Justin ACKAH Les structures spécialisées du Diocèse du Christianisme Céleste de Côte d’Ivoire ont pris l’engagement de soutenir leur nouveau chef, l’Assistant Most Supérieur Justin Kouamé ACKAH. C’était le dimanche 24 août 2025 à Port-bouet, à la cathédrale Troupeau Beni. Les quatre structures spécialisées à savoir le Conseil national des femmes, le Conseil national des prophètes, le Conseil national des chorales et le Conseil national des jeunes, ont adressé des motions de soutien à leur nouveau chef, l’Assistant Most Supérieur Justin ACKAH.

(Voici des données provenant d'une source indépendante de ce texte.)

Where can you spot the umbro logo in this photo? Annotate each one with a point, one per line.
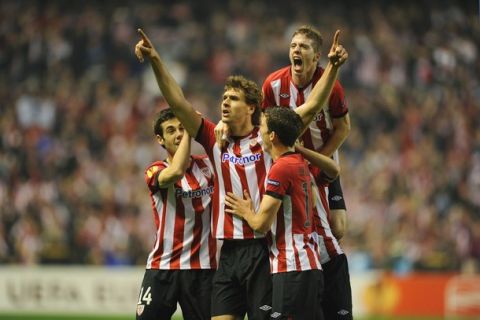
(265, 307)
(343, 312)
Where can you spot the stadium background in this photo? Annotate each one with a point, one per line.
(76, 110)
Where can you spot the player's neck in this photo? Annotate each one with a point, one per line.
(240, 130)
(169, 159)
(302, 80)
(280, 149)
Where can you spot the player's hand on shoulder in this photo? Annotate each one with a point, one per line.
(222, 132)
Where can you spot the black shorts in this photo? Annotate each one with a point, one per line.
(335, 196)
(297, 295)
(162, 289)
(242, 283)
(337, 298)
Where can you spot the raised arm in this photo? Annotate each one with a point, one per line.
(243, 208)
(328, 166)
(168, 86)
(321, 91)
(179, 164)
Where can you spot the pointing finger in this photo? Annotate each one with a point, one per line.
(335, 38)
(143, 35)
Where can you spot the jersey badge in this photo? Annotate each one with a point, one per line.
(151, 171)
(273, 182)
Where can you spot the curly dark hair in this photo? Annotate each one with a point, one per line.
(285, 122)
(253, 95)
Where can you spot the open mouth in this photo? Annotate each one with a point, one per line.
(297, 62)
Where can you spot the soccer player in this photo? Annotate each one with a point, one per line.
(242, 283)
(289, 87)
(182, 263)
(286, 210)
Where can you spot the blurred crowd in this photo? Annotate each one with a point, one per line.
(77, 109)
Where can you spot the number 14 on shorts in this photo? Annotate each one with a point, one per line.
(145, 298)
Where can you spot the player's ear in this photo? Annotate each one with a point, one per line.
(160, 140)
(272, 135)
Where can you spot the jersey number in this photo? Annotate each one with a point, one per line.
(145, 297)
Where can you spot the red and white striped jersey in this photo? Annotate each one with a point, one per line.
(279, 90)
(327, 243)
(182, 214)
(239, 165)
(292, 238)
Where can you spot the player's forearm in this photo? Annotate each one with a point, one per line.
(319, 96)
(257, 222)
(334, 143)
(338, 223)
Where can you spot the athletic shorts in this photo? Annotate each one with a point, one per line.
(337, 299)
(297, 295)
(162, 289)
(335, 196)
(242, 284)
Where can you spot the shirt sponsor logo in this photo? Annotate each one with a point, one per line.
(343, 312)
(273, 182)
(336, 198)
(241, 160)
(193, 193)
(206, 172)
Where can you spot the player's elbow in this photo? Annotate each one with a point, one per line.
(338, 223)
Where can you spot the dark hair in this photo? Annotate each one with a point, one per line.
(253, 95)
(285, 122)
(312, 34)
(162, 116)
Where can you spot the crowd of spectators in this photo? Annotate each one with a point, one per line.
(77, 107)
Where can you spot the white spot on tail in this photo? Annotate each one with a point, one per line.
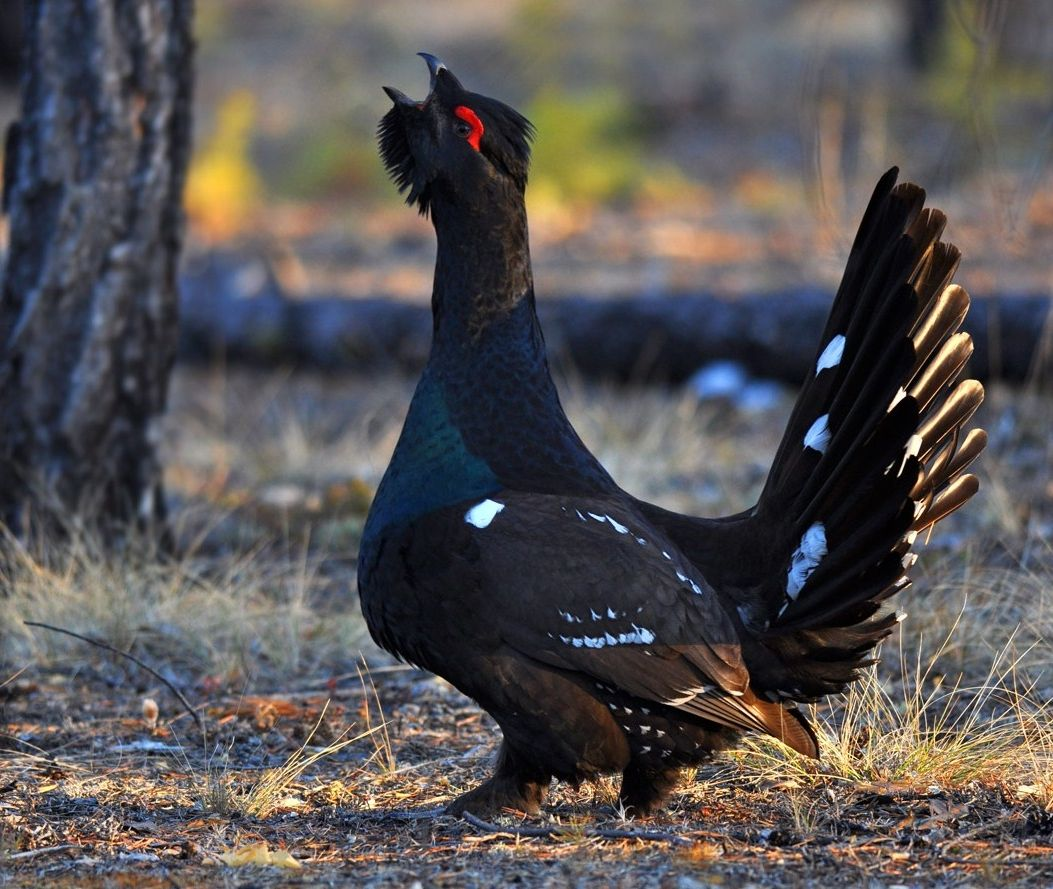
(817, 436)
(912, 450)
(831, 356)
(481, 514)
(806, 557)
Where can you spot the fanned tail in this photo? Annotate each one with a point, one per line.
(874, 453)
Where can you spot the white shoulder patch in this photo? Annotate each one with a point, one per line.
(481, 514)
(831, 356)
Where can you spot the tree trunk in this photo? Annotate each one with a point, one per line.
(94, 178)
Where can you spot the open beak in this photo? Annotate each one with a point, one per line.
(435, 65)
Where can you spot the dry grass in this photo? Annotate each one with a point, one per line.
(936, 766)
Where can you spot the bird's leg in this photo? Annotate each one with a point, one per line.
(643, 790)
(513, 786)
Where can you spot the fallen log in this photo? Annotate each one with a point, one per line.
(240, 313)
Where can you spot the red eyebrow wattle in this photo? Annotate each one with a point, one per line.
(472, 119)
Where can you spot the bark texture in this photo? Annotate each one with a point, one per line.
(94, 177)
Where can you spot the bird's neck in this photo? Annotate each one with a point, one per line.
(485, 414)
(482, 271)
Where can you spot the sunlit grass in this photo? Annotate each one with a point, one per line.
(927, 731)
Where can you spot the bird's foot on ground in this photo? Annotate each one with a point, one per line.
(644, 791)
(499, 793)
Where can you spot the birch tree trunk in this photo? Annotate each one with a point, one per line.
(94, 178)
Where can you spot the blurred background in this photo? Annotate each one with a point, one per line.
(683, 149)
(680, 145)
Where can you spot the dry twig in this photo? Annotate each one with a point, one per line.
(134, 659)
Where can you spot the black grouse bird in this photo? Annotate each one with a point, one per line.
(602, 633)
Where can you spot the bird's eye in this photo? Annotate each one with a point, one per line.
(469, 125)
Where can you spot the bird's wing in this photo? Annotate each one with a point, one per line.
(589, 586)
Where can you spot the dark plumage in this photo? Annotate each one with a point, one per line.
(602, 633)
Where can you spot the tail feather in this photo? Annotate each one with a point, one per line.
(874, 452)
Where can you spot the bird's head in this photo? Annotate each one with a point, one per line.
(454, 144)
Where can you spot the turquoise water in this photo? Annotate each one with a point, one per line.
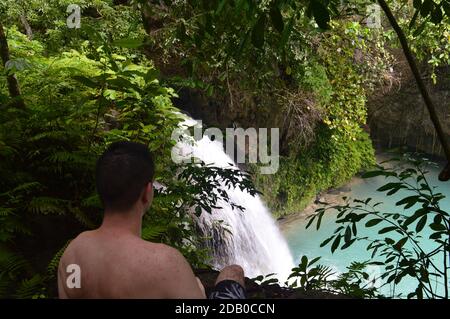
(303, 241)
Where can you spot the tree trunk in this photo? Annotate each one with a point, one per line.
(445, 175)
(13, 85)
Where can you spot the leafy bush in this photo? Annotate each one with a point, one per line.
(402, 252)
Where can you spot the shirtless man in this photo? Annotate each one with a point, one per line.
(113, 260)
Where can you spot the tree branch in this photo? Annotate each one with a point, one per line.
(13, 85)
(26, 25)
(445, 174)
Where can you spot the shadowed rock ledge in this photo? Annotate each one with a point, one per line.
(255, 291)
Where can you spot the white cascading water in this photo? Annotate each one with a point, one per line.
(254, 240)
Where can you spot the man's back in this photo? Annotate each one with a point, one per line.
(121, 265)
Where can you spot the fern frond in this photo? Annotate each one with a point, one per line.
(25, 187)
(6, 211)
(52, 267)
(82, 217)
(153, 232)
(30, 288)
(47, 205)
(92, 201)
(11, 262)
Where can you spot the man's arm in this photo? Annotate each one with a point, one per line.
(175, 278)
(182, 282)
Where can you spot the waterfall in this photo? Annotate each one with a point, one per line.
(251, 238)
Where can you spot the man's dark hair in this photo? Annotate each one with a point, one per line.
(122, 172)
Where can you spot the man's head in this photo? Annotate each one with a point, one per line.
(124, 176)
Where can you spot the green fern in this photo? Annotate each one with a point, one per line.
(31, 288)
(52, 267)
(47, 205)
(153, 232)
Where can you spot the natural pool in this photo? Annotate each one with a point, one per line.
(303, 241)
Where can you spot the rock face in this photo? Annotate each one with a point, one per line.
(400, 118)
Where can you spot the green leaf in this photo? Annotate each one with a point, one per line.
(373, 174)
(336, 243)
(86, 81)
(398, 245)
(387, 229)
(436, 15)
(129, 43)
(373, 222)
(421, 224)
(437, 227)
(258, 31)
(320, 13)
(426, 8)
(348, 234)
(326, 241)
(389, 186)
(287, 32)
(277, 18)
(417, 4)
(409, 201)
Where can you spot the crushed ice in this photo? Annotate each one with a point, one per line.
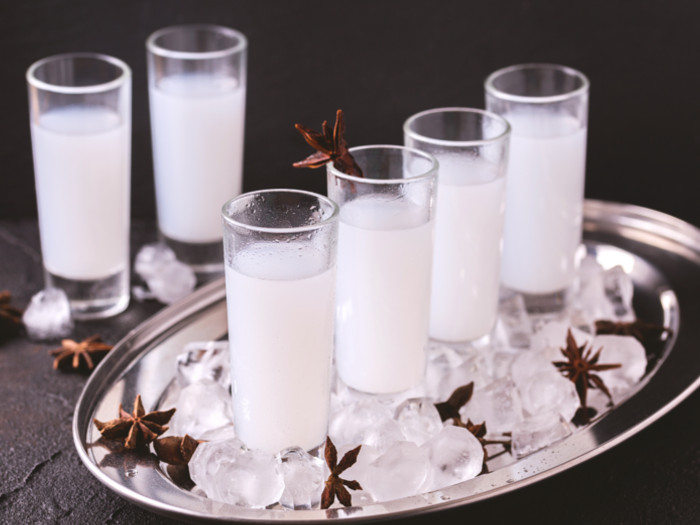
(517, 391)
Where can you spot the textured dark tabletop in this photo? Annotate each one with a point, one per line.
(653, 477)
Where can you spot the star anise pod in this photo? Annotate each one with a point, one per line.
(479, 432)
(450, 409)
(176, 450)
(330, 146)
(643, 331)
(136, 429)
(580, 366)
(10, 317)
(78, 355)
(335, 485)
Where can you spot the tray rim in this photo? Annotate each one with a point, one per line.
(596, 213)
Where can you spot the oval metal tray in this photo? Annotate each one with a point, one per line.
(661, 253)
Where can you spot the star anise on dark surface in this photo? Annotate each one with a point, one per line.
(176, 450)
(579, 367)
(642, 331)
(10, 317)
(335, 485)
(136, 429)
(79, 356)
(330, 146)
(450, 409)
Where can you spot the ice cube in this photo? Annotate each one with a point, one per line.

Franck Fléhi, président du Conseil national des jeunes, au nom de toutes les structures spécialisées, a lu la motion finale. Franck Fléhi a déclaré : » Suite aux allégations injurieuses à l’égard du nouveau chef de l’Eglise du Christianisme Céleste, Diocèse de Côte d’Ivoire, l’Assistant Most Supérieur Justin Kouamé ACKAH, et des attitudes d’usurpation de la part du pasteur Jacob Blin EDIEMOU, les présidents des Conseils nationaux des jeunes, femmes, prophètes, chorales et l’ensemble de leurs membres, lui réaffirment leur total engagement, lui témoignent leur indéfectible soutien et allégeance. « .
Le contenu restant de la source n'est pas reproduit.